10 May 2011
listen: wounded rhymes
Story by Andrew Reinholds
The artist who rose to fame on the Twilight:New Moon soundtrack Lykee Li has a new album.
It’s been three years since Li Lykke Timotej Zachrisson announced her arrival with the critically acclaimed, yet largely ignored album, Youth Novels. In fact it was the dubious distinction of being included on the Twighlight: New Moon soundtrack that gave her exposure to a much bigger (but presumably younger) audience.
Now she’s back, with her second long player, Wounded Rhymes, which has moved her on leaps and bounds from that debut, which finds her in a far darker mood. Following the collapse of her relationship, Li relocated from her native Sweden to record the album in Los Angeles, and the result is startling.
It’s an album of contrasts, a weird pop gem, with torch-like long songs alternating between a Spector like wall-of-sound anchored with driving percussion and primitive drumming; through to wintry folk, even garage rock at times.

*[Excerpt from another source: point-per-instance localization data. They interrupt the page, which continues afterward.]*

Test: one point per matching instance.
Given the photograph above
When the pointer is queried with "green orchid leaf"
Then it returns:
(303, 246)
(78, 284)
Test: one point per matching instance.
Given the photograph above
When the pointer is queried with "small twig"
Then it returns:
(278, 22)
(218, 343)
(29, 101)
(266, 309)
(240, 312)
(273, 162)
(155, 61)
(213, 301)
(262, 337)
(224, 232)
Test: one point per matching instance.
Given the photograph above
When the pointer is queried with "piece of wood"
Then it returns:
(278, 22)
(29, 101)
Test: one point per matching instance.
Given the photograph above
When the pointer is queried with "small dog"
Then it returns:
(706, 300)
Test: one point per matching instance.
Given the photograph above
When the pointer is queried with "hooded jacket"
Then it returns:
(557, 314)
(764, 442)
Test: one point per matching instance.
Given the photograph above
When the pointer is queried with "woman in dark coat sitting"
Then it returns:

Her voice too shows remarkable range and stylistic dexterity – reminiscent of The Shangri-Las on the doo-wop lament of ‘Unrequited Love to siren Dusty Springfield on what I believe to be the album’s strongest track, the achingly beautiful ‘Love Out of Lust’ and even Stevie Nicks on the rocky opener ‘Youth Knows No Pain’ where she sets her stall early with a thrilling call to arms (“come on honey, give yourself completely, do it all, though you can’t believe it, youth knows no pain”).
Lyrically she is at times a real firebrand, exuding incredible strength and confidence (see the couplet from first single ‘Get Some’ “like a shotgun needs an outcome, I’m your prostitute, you gon’ get some”) which is delivered as more of a challenge than a promise.
In a year that has already delivered us an excellent PJ Harvey album and which is rumoured to promise a new release from the mighty Kate Bush, who for me, of all the strong artists Li most resembles, this new record will sit comfortably among these releases come the end of 2011. This should be a huge record – and it will be richly deserved.